= Fringe of Colour =

Initiative focused on the Edinburgh festivals

Fringe of Colour is an initiative dedicated to supporting people of colour at the Edinburgh festivals, in particular the Edinburgh Fringe. In 2020 and 2021, due to the effect of the COVID-19 pandemic on the creative industries, the festival went online with Fringe of Colour Films. The director of Fringe of Colour is Jess Brough.

== History ==
Fringe of Colour was founded by Jess Brough in 2018 as a way to combat what they termed the "overwhelming whiteness" of the Edinburgh Festivals. When Brough first attended the festivals they noted that “I was looking for work by black performers and finding it really difficult.” Fringe of Colour began as a publicly accessible database of Edinburgh festival shows by "Black and Brown Artists/Artists of Colour" (as Brough termed it), alongside a free ticket scheme aiming to make these shows accessible to young people of colour. This scheme has been compared to Tobi Kyeremateng's Black Ticket Project, based in London.

In 2019, Brough received the Total Theatre Award for Significant Contribution, Dave's Edinburgh Comedy Panel Prize Award and the Creative Edinburgh Independent Award for the work of Fringe of Colour.

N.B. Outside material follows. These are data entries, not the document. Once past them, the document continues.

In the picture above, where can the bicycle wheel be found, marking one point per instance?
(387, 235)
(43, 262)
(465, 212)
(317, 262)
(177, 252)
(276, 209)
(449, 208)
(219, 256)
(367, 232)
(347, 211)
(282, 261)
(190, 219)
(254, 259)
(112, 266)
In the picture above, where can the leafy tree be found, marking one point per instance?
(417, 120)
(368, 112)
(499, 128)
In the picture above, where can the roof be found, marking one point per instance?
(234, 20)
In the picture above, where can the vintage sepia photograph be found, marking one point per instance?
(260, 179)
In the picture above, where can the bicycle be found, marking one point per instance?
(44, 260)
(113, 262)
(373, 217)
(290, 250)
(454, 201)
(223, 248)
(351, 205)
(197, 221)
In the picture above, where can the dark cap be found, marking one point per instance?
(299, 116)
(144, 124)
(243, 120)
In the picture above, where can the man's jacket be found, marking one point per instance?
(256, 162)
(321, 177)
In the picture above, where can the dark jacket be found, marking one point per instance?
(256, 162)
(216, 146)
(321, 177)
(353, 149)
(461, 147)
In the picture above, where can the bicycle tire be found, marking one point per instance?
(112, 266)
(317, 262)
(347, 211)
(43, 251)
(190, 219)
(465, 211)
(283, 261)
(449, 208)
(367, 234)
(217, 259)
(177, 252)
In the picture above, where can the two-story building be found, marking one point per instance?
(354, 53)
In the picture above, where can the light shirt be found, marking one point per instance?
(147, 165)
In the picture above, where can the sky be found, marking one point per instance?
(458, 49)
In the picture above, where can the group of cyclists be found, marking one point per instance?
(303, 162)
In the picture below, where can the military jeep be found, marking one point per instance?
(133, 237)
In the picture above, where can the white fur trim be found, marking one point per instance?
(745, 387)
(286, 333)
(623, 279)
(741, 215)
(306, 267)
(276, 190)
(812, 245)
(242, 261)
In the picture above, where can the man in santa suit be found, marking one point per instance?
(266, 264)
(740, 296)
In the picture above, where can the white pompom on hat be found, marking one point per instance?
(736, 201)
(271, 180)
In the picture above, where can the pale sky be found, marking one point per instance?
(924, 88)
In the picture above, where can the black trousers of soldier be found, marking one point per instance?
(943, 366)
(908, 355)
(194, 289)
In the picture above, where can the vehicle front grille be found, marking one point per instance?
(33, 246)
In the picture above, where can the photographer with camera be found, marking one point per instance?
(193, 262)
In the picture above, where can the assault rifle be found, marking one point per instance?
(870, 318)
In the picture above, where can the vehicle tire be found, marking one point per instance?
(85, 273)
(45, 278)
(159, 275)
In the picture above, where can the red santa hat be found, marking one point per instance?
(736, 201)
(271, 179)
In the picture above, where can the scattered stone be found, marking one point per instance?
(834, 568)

In 2019 the scheme distributed over 500 tickets to young people of colour.

The COVID-19 pandemic affected the delivery of Fringe of Colour, which as a result went online. Fringe of Colour Films streamed over 40 films by people of colour during August 2020, and 23 films during August 2021. Both years, Fringe of Colour Films invited writers to respond to the films screened as part of their Responses programme.

== Programme ==
In 2020, the film programme included, among others, Athena Kugblenu, Mandla Rae, Selina Thompson and Hannah Lavery.

In 2021, the film programme was curated around four themes: Protest, Flight, Rituals and Self. It included, among others, Thulani Rachia, Sekai Machache, and Mae Diansangu.